Endocrine Abstracts (2006) 11 P429

The UV filter benzophenone 2 inactivates human recombinant thyroperoxidase in vitro and disturbs thyroid hormone homeostasis in rats

C Schmutzler1, A Bacinski1, P Ambrugger2, H Klammer3, W Wuttke3, A Grüters2, H Jarry3 & J Köhrle1


1Institut für Experimentelle Endokrinologie, Charité - Universitätsmedizin Berlin, Berlin, Germany; 2Institut für Experimentelle Pädiatrische Endokrinologie, Charité - Universitätsmedizin Berlin, Berlin, Germany; 3Experimentelle und klinische Endokrinologie, Universitäts-Frauenklinik Göttingen, Göttingen, Germany.


UV filters are produced in high amounts for multiple uses. Their main application is in sun lotions for skin protection against accelerated ageing or cancer, but they are also found in many other cosmetics or in plastic materials to prevent their radiation-induced damage.

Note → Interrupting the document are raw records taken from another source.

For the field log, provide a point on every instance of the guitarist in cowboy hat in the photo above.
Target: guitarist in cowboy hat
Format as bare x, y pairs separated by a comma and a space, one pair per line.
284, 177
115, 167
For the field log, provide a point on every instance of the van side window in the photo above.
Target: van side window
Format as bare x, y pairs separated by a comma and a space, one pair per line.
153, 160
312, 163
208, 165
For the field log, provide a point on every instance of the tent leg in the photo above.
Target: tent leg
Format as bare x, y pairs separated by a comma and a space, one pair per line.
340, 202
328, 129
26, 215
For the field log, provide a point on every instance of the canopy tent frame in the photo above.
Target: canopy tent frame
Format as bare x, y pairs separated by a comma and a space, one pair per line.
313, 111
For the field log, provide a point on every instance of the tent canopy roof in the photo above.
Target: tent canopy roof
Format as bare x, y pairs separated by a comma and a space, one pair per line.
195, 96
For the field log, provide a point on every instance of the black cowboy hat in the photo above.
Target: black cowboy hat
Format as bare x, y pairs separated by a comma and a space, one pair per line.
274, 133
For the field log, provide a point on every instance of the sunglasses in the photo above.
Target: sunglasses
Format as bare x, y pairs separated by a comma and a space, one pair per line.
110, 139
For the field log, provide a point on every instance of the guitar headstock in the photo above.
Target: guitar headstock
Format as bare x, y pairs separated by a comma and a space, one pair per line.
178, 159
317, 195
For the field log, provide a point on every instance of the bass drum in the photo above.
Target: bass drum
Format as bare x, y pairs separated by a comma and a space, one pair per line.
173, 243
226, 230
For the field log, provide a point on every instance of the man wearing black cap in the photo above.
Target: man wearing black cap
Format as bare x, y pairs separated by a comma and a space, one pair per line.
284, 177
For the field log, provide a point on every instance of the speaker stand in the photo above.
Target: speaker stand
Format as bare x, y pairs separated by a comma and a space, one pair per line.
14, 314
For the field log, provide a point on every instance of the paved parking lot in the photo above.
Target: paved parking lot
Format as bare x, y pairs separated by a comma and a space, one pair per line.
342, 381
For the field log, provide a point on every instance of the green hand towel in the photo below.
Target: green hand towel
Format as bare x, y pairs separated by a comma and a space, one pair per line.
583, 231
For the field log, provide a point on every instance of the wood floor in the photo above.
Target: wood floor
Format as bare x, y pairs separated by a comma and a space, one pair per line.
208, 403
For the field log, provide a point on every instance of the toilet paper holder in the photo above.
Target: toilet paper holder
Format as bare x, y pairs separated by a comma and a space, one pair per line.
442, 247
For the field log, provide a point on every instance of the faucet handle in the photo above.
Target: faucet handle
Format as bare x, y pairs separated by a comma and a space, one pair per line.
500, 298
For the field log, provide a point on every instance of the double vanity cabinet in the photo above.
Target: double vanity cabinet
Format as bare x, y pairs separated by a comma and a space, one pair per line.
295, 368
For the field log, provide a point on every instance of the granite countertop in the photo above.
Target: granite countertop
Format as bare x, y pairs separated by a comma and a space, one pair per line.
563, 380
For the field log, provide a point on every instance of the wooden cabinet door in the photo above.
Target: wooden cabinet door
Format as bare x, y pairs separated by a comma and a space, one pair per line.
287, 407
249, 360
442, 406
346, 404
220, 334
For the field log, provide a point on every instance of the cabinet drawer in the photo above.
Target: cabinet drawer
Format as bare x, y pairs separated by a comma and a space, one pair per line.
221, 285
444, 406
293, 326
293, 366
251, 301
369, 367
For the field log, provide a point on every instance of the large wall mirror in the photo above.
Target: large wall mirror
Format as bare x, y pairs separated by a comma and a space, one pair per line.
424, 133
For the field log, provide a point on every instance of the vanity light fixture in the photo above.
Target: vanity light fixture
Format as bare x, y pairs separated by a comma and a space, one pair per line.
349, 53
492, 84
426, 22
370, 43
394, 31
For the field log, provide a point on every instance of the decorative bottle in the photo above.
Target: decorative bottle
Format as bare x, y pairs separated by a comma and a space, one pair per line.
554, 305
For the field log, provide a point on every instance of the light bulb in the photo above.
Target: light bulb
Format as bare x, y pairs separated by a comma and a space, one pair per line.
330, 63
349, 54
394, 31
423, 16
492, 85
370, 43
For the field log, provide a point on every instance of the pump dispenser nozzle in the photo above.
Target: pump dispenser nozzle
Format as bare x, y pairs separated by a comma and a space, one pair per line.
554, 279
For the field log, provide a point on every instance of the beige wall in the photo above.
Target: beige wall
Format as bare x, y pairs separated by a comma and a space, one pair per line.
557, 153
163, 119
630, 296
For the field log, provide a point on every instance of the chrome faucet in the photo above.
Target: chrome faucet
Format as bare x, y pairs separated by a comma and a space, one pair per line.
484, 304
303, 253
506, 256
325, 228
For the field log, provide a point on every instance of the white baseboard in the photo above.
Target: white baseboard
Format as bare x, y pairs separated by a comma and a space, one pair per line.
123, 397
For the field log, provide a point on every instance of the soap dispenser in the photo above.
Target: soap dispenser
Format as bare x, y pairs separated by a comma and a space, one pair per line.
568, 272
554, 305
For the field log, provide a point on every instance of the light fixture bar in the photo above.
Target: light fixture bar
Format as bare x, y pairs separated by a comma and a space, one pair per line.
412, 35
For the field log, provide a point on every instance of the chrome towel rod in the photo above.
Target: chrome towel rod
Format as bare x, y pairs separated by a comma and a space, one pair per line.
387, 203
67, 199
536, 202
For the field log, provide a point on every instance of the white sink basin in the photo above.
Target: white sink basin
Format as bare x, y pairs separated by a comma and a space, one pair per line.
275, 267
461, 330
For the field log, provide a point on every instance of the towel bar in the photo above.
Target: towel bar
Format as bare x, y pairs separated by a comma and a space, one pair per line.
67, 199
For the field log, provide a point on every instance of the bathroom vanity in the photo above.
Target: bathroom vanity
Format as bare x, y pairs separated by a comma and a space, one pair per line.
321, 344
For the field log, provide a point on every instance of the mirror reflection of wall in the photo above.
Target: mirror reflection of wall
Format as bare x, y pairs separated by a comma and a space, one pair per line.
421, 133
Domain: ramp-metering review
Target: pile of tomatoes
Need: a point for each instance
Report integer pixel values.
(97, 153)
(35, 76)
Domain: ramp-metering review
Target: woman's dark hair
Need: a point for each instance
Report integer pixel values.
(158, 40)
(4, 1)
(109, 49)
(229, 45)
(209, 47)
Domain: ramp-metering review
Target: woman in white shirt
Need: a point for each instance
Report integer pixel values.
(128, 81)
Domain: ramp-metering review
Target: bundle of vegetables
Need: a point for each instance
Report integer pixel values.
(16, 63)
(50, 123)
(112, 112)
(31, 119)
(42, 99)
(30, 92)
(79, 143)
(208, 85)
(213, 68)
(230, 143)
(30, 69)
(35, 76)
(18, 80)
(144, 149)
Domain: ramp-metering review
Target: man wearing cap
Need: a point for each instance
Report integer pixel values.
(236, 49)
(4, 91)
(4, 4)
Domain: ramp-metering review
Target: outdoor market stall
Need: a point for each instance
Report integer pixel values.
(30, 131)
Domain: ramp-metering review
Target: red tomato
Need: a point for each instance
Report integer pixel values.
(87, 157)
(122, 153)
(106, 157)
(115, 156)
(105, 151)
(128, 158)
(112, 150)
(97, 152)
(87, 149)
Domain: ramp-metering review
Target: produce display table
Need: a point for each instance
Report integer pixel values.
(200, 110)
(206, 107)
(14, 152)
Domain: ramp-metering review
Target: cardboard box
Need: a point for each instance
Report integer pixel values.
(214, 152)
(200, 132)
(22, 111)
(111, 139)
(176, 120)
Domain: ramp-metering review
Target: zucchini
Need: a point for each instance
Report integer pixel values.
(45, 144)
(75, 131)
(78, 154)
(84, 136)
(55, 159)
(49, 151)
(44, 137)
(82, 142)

Regardless of these protective properties, UV filters seem to interfere with both the reproductive and the thyroid endocrine axis. We here screened for effects of the UV filter benzophenone 2 (BP2) on thyroid hormone biosynthesis and serum levels. Possible inhibition of iodide uptake was examined using the sodium iodide symporter-expressing rat thyroid cell line FRTL-5, but inhibition was not observed. Effects on human thyroperoxidase (TPO) were measured using extracts prepared from human FTC-238 cells stably transfected with human TPO. BP2 inhibited TPO activity with IC50 values of 0.45 and 0.37 μmol H2O2 reduced per min and per mg protein in the guaiacol and the iodide oxidation assay, respectively. The values for the well known TPO inhibitor, genistein, were 61.1 and 2.06 μmol H2O2 × min−1 × mg−1, respectively. BP2 in combination with H2O2 inactivated TPO, an effect that was prevented by adequate iodide concentrations in the reaction mixture. To examine in vivo effects of BP2, adult female ovariectomized rats were treated via gavage for 5 days with olive oil (control) or with 10, 33, 100, 333 and 1000 mg/kg body weight BP2 (12 animals per group). Serum total T4 was reduced and TSH was increased; differences were significant for 333 and 1000 mg/kg BP2. The observed decrease in serum total T3 was not significant. Our data indicate that BP2 interferes with thyroid hormone biosynthesis, thereby disturbing thyroid hormone homeostasis. This may have consequences for human health, especially in the context of a still prevailing iodide deficiency in many parts of the world. Supported by EU grants.